如何在python中使用正则表达式组仅获得一行的一部分？

Question

How to get only a part of a line using regex group in python ? I have a database of one entry per line and I want to split it into files according to month and day data at the beginning of a line but I want only to output a line without first 21 characters. Here is a quick sample of the database:

01-01-1989-06:30:00| Stefan Reinartz; 1.1.1989; 06:30; +01; Engelskirchen,Germany; 50n59; 7e24; M;
01-01-1996-08:40:00| Dawid Kwiatkowski; 1.1.1996; 08:40; +01; Gorzów Wielkopolski,Poland; 52n44; 15e15; M;
01-01-2001-01:30:00| Liam Flockhart; 1.1.2001; 01:30; -08; San Diego,California; 32n43; 117w09; M;
01-02-1467-00:20:00| King of Poland Sigismund I the Old; 2.1.1467; 00:20; +00:21:33; Kozienice,Poland; 51n35; 21e33; M;
01-02-1746-09:00:00| Duke of Rambouillet Louis Marie; 2.1.1746; 09:00; -00:03:41; Madrid,Spain; 40n24; 3w41; M;
01-02-1784-01:00:00| Duke of Saxe-Coburg and Gotha Ernst I; 2.1.1784; 01:00; +00:10:58; Coburg,Germany; 50n15; 10e58; M;

Desired output File 01-01.zbs:

Stefan Reinartz; 1.1.1989; 06:30; +01; Engelskirchen,Germany; 50n59; 7e24; M;
Dawid Kwiatkowski; 1.1.1996; 08:40; +01; Gorzów Wielkopolski,Poland; 52n44; 15e15; M;
Liam Flockhart; 1.1.2001; 01:30; -08; San Diego,California; 32n43; 117w09; M;

Output File 01-02.zbs:

King of Poland Sigismund I the Old; 2.1.1467; 00:20; +00:21:33; Kozienice,Poland; 51n35; 21e33; M;
Duke of Rambouillet Louis Marie; 2.1.1746; 09:00; -00:03:41; Madrid,Spain; 40n24; 3w41; M;
Duke of Saxe-Coburg and Gotha Ernst I; 2.1.1784; 01:00; +00:10:58; Coburg,Germany; 50n15; 10e58; M;

I used the beginning to sort them by each day of the year and to split the file accordingly. But I don't want to output the first 21 chars of each line so I am trying to use regex group to do this, like this:

re.search("^[0-9]{2}-[0-9]{2}-[0-9]{4}-[0-9]{2}:[0-9]{2}:[0-9]{2}| (.*)",line[0])
re.search("^.{21}(.*)",line[0])

But, how to use the group (.*) \\1 to only output that part ? Is even regex needed to do this ?

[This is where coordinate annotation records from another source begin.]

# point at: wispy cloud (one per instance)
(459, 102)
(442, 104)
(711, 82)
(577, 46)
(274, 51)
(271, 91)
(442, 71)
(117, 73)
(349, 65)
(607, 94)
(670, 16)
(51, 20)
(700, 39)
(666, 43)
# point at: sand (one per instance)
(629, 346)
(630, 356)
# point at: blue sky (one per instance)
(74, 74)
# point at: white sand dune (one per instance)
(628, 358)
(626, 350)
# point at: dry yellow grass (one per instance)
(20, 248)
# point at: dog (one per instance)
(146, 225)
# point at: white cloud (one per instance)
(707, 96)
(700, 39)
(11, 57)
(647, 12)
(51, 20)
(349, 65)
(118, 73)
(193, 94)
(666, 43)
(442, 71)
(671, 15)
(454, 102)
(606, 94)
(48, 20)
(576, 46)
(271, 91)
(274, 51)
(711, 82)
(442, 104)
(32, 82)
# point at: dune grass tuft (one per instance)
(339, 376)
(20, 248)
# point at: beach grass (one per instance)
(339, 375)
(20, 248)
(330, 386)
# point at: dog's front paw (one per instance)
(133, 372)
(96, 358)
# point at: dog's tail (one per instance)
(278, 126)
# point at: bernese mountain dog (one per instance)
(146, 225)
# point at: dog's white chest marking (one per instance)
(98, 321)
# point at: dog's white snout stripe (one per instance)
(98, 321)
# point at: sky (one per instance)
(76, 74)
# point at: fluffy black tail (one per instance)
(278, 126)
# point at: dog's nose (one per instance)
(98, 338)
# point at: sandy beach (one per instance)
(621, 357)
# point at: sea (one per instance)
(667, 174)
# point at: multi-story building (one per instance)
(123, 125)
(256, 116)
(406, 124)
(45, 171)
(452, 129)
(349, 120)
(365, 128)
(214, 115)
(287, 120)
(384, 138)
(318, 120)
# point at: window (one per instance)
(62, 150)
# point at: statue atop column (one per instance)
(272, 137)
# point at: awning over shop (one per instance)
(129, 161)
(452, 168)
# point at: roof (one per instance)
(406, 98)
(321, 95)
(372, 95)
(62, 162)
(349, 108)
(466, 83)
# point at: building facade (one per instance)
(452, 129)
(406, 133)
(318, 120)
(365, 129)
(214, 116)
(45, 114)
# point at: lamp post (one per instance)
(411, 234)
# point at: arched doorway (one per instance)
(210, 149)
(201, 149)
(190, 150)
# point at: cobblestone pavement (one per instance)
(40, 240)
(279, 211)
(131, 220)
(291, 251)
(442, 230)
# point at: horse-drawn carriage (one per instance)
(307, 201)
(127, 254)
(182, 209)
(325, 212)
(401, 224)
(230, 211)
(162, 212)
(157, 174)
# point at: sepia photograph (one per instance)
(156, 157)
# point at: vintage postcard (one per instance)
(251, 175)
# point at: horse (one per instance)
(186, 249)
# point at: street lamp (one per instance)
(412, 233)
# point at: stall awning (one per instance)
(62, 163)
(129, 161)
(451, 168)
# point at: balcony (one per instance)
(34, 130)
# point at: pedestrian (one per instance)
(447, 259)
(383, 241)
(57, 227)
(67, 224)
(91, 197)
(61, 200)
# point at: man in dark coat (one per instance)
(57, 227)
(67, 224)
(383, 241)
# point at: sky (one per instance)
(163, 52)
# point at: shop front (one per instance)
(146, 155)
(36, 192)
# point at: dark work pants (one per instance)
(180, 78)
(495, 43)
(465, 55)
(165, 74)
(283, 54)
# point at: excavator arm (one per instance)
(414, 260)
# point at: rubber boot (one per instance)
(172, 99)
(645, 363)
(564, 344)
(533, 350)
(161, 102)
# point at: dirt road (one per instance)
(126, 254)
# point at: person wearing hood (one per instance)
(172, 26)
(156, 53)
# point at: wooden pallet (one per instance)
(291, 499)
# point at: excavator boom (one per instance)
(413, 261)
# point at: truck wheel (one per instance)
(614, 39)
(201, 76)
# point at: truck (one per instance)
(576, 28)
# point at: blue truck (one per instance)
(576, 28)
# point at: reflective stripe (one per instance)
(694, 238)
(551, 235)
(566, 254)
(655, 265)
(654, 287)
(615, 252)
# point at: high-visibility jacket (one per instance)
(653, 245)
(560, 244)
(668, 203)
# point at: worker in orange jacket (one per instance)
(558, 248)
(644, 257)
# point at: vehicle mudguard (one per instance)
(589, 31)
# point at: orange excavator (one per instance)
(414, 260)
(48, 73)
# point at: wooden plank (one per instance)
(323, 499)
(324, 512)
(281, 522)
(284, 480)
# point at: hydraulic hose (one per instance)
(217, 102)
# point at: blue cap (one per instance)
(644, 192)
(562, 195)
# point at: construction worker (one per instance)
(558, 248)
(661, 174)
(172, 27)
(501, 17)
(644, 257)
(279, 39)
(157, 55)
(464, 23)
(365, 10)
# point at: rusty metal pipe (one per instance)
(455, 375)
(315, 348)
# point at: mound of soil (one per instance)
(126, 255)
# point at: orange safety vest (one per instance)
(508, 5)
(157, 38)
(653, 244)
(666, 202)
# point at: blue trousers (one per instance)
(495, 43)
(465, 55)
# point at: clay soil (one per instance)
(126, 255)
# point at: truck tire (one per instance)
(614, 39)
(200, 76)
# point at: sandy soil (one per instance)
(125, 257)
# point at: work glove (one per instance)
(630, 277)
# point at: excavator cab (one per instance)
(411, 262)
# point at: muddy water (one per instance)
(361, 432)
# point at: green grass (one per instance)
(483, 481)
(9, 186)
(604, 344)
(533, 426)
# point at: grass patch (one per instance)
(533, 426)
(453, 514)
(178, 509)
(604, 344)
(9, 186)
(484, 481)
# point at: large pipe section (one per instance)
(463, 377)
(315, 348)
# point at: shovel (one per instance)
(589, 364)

Here is whole code: I am a very beginner to python so the code is probably quite wrong:

import re
with open("database.txt") as f: 
    pstring='' #previous line string beginning
    astring='' #actual line string beginning
    try:
        out = open(re.search("^[0-9]{2}-[0-9]{2}",line[0]) + ".zbs", "w")
        for line in f:
            astring = re.search("^[0-9]{2}-[0-9]{2}-",line[0])
            if not pstring = astring:
                out.write(line)
                pstring = re.search("^[0-9]{2}-[0-9]{2}-",line[0])
                if out: out.close()
                out = open(re.search("^[0-9]{2}-[0-9]{2}",line[0]) + ".zbs", "w")
            else: 
                pstring = re.search("^[0-9]{2}-[0-9]{2}-",line[0])
                out.write(line)
    finally:
        out.close()

Best regards.

Answer 1

Let's consider a single line in your file:

line = "01-01-1989-06:30:00| Stefan Reinartz; 1.1.1989; 06:30; +01; Engelskirchen,Germany; 50n59; 7e24; M;"

If you want to get rid of the first 21 characters of a line, then you can simply use what is referred to as slicing as follows:

>>> print(line[21:])
Stefan Reinartz; 1.1.1989; 06:30; +01; Engelskirchen,Germany; 50n59; 7e24; M;

(Have a look at this site for more details about retrieving substrings via slicing.)

Now, if you need to extract parts of such a line, then you can indeed make use of regular expressions. To get the parts of the date, as you mentioned, you can use, eg, a pattern with named groups as follows:

import re
p = r"[^\;]+; (?P<day>[0-9]+)\.(?P<month>[0-9]+)\.(?P<year>[0-9]+)"
m = re.match(p, line)

The matched groups may then be accessed like this:

>>> m.group("day")
'1'
>>> m.group("month")
'1'
>>> m.group("year")
'1989'

(You can, of course, get the date more easily by extracting it right from the beginning of a line, but this is just an example that demonstrates the use of named group.)